In the work recognized by the Nobel committee, Shapley and Roth, working independently of one another, were honored for their research concerning "the theory of stable allocations and the practice of market design."
Shapley, a research mathematician at RAND from 1948 to 1950 and 1954 to 1981, taught "Game Theory and Applications" at RGS (now the Pardee RAND Graduate School) in the early 1980s. He used so-called cooperative game theory to study and compare different matching methods, according to the committee. A key issue is to ensure that a matching is stable in the sense that two agents cannot be found who would prefer each other over their current counterparts. Shapley and his colleagues derived in particular the so-called Gale-Shapley algorithm to ensure a stable matching. Shapley was able to show how the specific design of a method may systematically benefit one or the other side of the market.
Game theory has a distinguished history at RAND. According to the publication 60 Ways RAND Has Made a Difference, many people mark the beginning of the mathematical field of game theory with the 1944 book Theory of Games and Economic Behavior by John von Neumann, who was later a RAND consultant, and Oskar Morgenstern. RAND's mathematics department excelled in game theory, particularly the aspect of the field that involved non-zero-sum games.
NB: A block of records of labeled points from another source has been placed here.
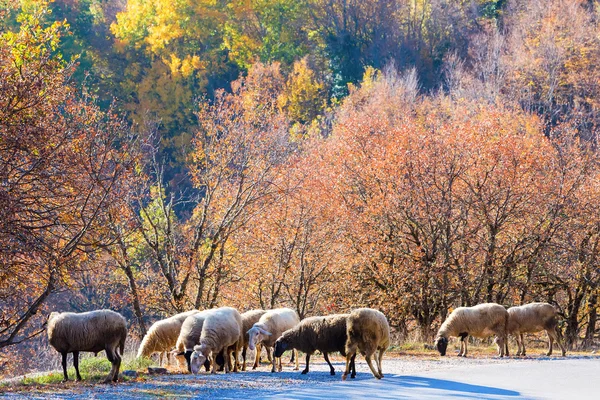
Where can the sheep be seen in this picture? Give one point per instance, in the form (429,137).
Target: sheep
(249,318)
(222,328)
(162,336)
(326,334)
(92,331)
(368,331)
(189,336)
(532,318)
(268,329)
(481,321)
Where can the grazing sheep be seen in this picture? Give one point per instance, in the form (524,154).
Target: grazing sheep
(481,321)
(269,327)
(92,331)
(162,336)
(532,318)
(368,331)
(249,318)
(222,328)
(326,334)
(189,336)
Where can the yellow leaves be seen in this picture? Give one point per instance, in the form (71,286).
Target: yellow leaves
(303,98)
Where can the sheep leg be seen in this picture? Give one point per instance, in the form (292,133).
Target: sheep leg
(113,360)
(76,364)
(326,356)
(381,351)
(257,356)
(370,363)
(227,360)
(306,369)
(557,338)
(235,359)
(64,363)
(213,361)
(550,343)
(463,344)
(295,353)
(349,356)
(244,358)
(522,344)
(274,367)
(280,362)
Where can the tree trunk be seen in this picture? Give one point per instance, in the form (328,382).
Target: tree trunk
(572,331)
(588,341)
(137,309)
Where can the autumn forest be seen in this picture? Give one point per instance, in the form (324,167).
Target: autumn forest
(410,156)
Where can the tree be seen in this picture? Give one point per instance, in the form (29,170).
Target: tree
(60,158)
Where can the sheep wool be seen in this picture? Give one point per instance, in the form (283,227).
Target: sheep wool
(482,320)
(249,318)
(326,334)
(92,331)
(368,331)
(533,318)
(222,328)
(268,329)
(162,335)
Shapley, who lent his name to the term "Shapley value," contributed major insights into game behavior involving three or more players in actual social situations, such as voting or, in one notable paper, college admissions and the stability of marriage. Later in his career he published a paper aimed at providing a layman's perspective on the topic.
Shapley is not RAND's first Nobel laureate in economics. When a young Columbia economics Ph.D. candidate named Kenneth J. Arrow spent the summer of 1948 at RAND working on game theory, he had a conversation that led to the topic of his dissertation, which he finished writing at RAND the following summer. Issued as a RAND report, Social Choice and Individual Values describes the Impossibility Theorem for Social Choices and became the essential text for social scientists interested in applying sophisticated analytical mathematics to socioeconomic problems. When Arrow later won the Nobel Prize in Economics for his work, this book was cited as a major aspect of his accomplishment and a turning point in the development of modern economics.
Another Nobel Prize winner, Thomas Schelling, worked at RAND on problems involving analyses of how individuals, countries, and businesses make decisions while anticipating the likely response by others. Merrill Flood and Melvin Dresher famously framed "the Prisoner's Dilemma" at RAND in 1950. And while at RAND, David Blackwell defined the "silent duel" situation in game theory. These advances and others helped advance game theory as a useful tool for examining strategic situations in many fields.